Spanish; from the Church of San Martin, Fuentidueña, Segovia
Limestone; H. to top of barrel vault 29 ft. 8 1/2 in. (9.05 m), W. interior 22 ft. 1/2 in. (6.72 m)
Exchange Loan from the Government of Spain, 1958 (L.58.86)
The Virgin and Child in Majesty, with Archangels and the Magi, ca. 1100
Attributed to the Master of Pedret (Spanish, Catalonia, 12th century); from the Church of the Virgin (Era Mare de Diu), near Tredòs, Cap d’Aran
Fresco, transferred to canvas
The Cloisters Collection, 1950 (50.180a–c)
The church from which this apse comes was probably part of a castle complex, built by Christians engaged in the reconquista, the campaign to wrest the Iberian Peninsula from the Muslims. The great round arch, thick walls, barrel vault, half-dome, and small windows are typical of the Romanesque style. Built of golden limestone, the apse is decorated with sculpture on the interior and exterior. Inside, Saint Martin tramples evil beasts on the left, and on the right the angel Gabriel announces the impending birth of Christ to the Virgin Mary. The capitals surrounding the slitlike windows are carved with contorted animals and birds.

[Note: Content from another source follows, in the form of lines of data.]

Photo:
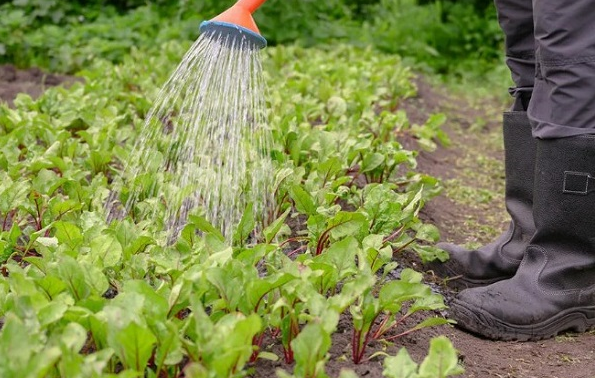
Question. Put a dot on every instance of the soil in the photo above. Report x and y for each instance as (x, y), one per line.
(475, 135)
(32, 81)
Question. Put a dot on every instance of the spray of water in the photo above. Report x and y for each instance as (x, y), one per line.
(204, 145)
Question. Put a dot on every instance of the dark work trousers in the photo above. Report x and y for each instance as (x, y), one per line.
(550, 50)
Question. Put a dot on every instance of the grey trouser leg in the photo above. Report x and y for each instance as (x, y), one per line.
(516, 20)
(564, 96)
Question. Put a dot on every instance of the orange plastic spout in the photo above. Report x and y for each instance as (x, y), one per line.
(241, 14)
(250, 5)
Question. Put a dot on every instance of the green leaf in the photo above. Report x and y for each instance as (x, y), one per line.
(372, 162)
(304, 202)
(106, 251)
(68, 234)
(400, 366)
(347, 223)
(133, 345)
(442, 360)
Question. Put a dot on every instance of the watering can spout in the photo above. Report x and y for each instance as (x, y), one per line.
(237, 21)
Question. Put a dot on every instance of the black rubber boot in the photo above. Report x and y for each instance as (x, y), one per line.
(554, 287)
(500, 260)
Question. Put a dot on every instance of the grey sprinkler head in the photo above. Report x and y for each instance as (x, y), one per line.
(227, 29)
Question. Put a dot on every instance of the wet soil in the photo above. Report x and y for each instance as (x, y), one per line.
(476, 142)
(32, 81)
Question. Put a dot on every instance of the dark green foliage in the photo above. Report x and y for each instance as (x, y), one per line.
(67, 36)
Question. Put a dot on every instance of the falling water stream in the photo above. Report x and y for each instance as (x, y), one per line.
(203, 148)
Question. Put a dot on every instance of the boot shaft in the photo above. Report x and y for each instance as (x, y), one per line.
(564, 212)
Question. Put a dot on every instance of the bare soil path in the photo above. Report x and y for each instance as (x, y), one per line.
(470, 210)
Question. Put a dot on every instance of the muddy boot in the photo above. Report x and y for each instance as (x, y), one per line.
(500, 259)
(554, 287)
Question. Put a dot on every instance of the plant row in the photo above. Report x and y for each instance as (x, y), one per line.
(83, 298)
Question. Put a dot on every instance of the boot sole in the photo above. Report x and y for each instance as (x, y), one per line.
(579, 319)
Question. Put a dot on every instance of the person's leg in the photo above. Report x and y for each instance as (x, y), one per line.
(500, 259)
(565, 84)
(554, 287)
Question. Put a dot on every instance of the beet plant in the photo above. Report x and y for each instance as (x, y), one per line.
(82, 297)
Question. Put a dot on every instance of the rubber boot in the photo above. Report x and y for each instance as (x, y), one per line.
(554, 287)
(500, 259)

Mounted in the apse from Fuentidueña is the fresco pictured here, which originally comes from a different church, nestled in the Pyrenees near the border between Spain and France. Despite its remote location, the Church of the Virgin at Cap d’Aran occupies a strategic position in the mountains, at the head of the Garonne River. In the twelfth century, it was controlled by the Knights Templar, then a wealthy military order dedicated to the protection of the Holy Land and to the Christian reconquest of Spain. The church is one of several in Catalunya where the same accomplished artist worked.
The Church of the Virgin was sacked in 1936, during the Spanish Civil War; subsequently, its frescoes were acquired by museums and private collectors, while other objects from the church disappeared entirely.